The video clip has also attracted attention. Due to lockdown the video was filmed at home with Anderson directing and starring alongside Akers.

"It's basically us just being love in a house and it gets a bit steamy, which is funny to see some people's comments on the internet," she said.

FOR LOVE: Kirsty Lee Akers and her husband Jesse Anderson. Picture: Max Mason-Hubers

Akers was booked to travel to Nashville in April last year to write with long-time collaborators Bruce Wallace and Phil Barton. When COVID cancelled those plans she turned to co-writing through Zoom.

For Love and Akers' sixth album, due in early 2022, were the result of those weekly songwriting sessions.

"A lot of songwriters started writing on Zoom and I'd never done it before," she said. "Before COVID people would ask me to write on Zoom all the time and I'd say, 'nah, I'm not doing that' as I like being in person but we had no choice."

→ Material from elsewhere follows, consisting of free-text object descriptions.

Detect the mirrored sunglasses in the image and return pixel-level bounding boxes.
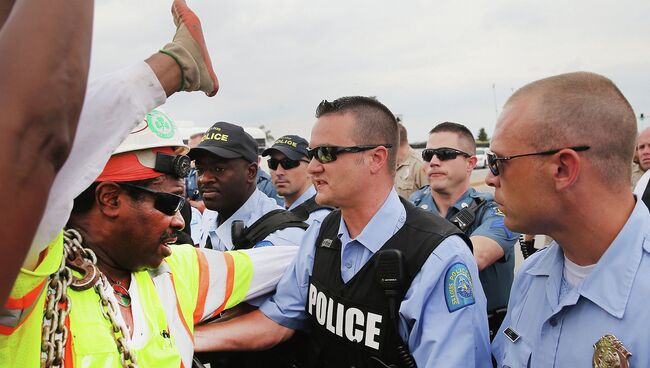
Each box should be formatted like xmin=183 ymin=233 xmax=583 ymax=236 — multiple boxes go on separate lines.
xmin=306 ymin=144 xmax=393 ymax=164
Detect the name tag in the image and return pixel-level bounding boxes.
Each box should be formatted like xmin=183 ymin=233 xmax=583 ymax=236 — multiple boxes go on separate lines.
xmin=503 ymin=327 xmax=520 ymax=343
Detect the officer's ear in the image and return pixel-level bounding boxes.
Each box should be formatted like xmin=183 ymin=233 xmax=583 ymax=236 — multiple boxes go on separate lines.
xmin=550 ymin=149 xmax=582 ymax=192
xmin=246 ymin=160 xmax=258 ymax=184
xmin=368 ymin=145 xmax=390 ymax=175
xmin=467 ymin=155 xmax=478 ymax=172
xmin=95 ymin=182 xmax=122 ymax=218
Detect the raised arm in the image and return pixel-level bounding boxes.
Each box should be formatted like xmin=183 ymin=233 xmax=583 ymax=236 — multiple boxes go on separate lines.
xmin=0 ymin=0 xmax=94 ymax=303
xmin=23 ymin=0 xmax=220 ymax=270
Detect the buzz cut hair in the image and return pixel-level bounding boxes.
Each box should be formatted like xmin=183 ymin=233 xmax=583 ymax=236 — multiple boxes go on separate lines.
xmin=506 ymin=71 xmax=637 ymax=186
xmin=429 ymin=121 xmax=477 ymax=155
xmin=315 ymin=96 xmax=399 ymax=174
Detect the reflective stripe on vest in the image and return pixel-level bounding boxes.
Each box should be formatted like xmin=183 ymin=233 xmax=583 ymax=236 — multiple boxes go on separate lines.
xmin=0 ymin=231 xmax=64 ymax=367
xmin=218 ymin=251 xmax=253 ymax=311
xmin=0 ymin=241 xmax=257 ymax=367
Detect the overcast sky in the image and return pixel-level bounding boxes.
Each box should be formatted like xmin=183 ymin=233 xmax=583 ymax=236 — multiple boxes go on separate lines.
xmin=90 ymin=0 xmax=650 ymax=143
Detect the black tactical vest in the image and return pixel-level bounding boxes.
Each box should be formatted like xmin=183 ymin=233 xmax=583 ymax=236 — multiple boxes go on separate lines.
xmin=306 ymin=198 xmax=467 ymax=368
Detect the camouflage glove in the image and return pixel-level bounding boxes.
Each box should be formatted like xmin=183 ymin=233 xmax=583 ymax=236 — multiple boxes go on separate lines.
xmin=160 ymin=0 xmax=219 ymax=96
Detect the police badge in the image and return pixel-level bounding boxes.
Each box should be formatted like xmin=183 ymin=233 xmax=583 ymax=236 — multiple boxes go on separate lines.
xmin=592 ymin=334 xmax=631 ymax=368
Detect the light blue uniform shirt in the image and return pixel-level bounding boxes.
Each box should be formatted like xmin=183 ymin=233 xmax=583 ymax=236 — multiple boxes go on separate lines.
xmin=261 ymin=189 xmax=492 ymax=367
xmin=198 ymin=188 xmax=305 ymax=251
xmin=492 ymin=198 xmax=650 ymax=367
xmin=286 ymin=186 xmax=331 ymax=227
xmin=190 ymin=206 xmax=203 ymax=245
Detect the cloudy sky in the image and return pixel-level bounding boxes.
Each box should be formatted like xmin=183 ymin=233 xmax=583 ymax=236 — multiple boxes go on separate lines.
xmin=90 ymin=0 xmax=650 ymax=143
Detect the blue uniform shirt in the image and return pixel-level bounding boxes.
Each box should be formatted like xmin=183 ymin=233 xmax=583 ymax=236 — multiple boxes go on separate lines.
xmin=492 ymin=198 xmax=650 ymax=367
xmin=286 ymin=186 xmax=331 ymax=227
xmin=409 ymin=186 xmax=518 ymax=311
xmin=260 ymin=189 xmax=492 ymax=367
xmin=190 ymin=206 xmax=203 ymax=245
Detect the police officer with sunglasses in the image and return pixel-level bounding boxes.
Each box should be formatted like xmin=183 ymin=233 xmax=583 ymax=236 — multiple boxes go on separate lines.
xmin=489 ymin=73 xmax=650 ymax=367
xmin=262 ymin=135 xmax=333 ymax=226
xmin=194 ymin=97 xmax=492 ymax=368
xmin=409 ymin=122 xmax=519 ymax=341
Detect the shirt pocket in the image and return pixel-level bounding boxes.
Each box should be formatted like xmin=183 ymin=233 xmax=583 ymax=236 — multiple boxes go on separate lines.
xmin=500 ymin=336 xmax=532 ymax=368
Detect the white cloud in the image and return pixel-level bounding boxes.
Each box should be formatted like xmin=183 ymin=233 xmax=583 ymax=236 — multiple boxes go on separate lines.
xmin=90 ymin=0 xmax=650 ymax=142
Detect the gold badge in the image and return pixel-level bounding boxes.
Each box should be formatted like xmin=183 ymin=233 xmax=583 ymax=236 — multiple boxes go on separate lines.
xmin=592 ymin=334 xmax=631 ymax=368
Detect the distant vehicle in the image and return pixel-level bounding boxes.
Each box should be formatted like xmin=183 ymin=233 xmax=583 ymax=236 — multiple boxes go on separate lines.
xmin=475 ymin=148 xmax=488 ymax=169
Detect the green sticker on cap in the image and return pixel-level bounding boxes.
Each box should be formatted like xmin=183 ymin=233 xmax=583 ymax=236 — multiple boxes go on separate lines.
xmin=146 ymin=110 xmax=175 ymax=139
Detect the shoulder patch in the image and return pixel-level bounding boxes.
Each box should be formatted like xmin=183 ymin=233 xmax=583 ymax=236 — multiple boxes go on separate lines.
xmin=252 ymin=240 xmax=274 ymax=248
xmin=490 ymin=216 xmax=514 ymax=238
xmin=444 ymin=262 xmax=476 ymax=312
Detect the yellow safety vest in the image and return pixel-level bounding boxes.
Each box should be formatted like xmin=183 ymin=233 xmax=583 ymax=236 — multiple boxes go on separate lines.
xmin=1 ymin=238 xmax=254 ymax=367
xmin=0 ymin=231 xmax=64 ymax=367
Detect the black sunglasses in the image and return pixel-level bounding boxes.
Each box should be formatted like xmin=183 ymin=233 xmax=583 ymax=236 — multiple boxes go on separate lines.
xmin=268 ymin=157 xmax=309 ymax=170
xmin=486 ymin=145 xmax=590 ymax=176
xmin=119 ymin=182 xmax=185 ymax=216
xmin=307 ymin=144 xmax=393 ymax=164
xmin=421 ymin=147 xmax=471 ymax=162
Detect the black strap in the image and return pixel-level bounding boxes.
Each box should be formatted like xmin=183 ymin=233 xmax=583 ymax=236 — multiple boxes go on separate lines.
xmin=232 ymin=209 xmax=308 ymax=250
xmin=643 ymin=179 xmax=650 ymax=209
xmin=290 ymin=195 xmax=334 ymax=220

Akers will release a second single later this year before making her live return at the Tamworth Country Music Festival in January.

SUPERGROUP: Dead Mall feature members of Split Feed, Lamphead, Resident and Jacob.

MALL GET HEAVY

A DESIRE to channel their hardcore tendencies led to the formation of Newcastle supergroup Dead Mall.

The five piece features Split Feed and Lamphead frontman Joe Willis (guitar, clean vocals) and Split Feed's Adam Lindsay (bass), Jacob's Ruairi Burns (heavy vocals), Lamphead's Darcy Long (guitar) and Resident's Liam Ruddo (drums).

Willis is the chief songwriter and he began the project with Dead Mall's producer, Long, last year before the other three completed the line-up.

"It's the heaviest thing we've all done, which is exciting," Long said.

"It's something a bit fresh for us all. Because our other bands are brighter and lighter in general, Dead Mall is like an outlet to let out that side of our inspiration."

The first track Cough It Up was released last week, ahead of a second single and five-track EP before Christmas.

Dead Mall are planning to make their live debut at an EP launch later this year, COVID-19 restrictions pending.

ON FIRE: Natalie Henry's album White Heat debuted at No.34 on the ARIA charts.

NAT CATCHES FIRE

WHAT does Queen, Cold Chisel and Gurrumul all have in common? This week the three legendary music acts sit behind Newcastle alt-country singer-songwriter Natalie Henry in the ARIA album charts.

Henry's second album White Heatdebuted at No.34, the 40-year-old's first entry into the charts.

The impressive result for the independent artist also places Henry's record at No.6 on the Australian album charts behind Linda & Vika Bull, The Kid Laroi, Lachy Doley, Guy Sebastian and Lachlan Bryan & The Wildes and second on the country album charts.

GOOD ONE FALLS

NEWCASTLE country-pop band Hurricane Fall didn't aim for subtly when they named their latest single Good One.

The track follows the 2021 Golden Guitar nominated band's single Another One More Time, which was become the five-piece's most popular song on Spotify with almost 800,000 streams.

Good One was recorded over Zoom before producers Michael Paynter and Michael Delorenzis edited it together in their Melbourne studio.

The COVID lockdown played havoc with Hurricane Fall's touring commitments this year, but the band hope to return to the stage in January at the Tamworth Country Music Festival.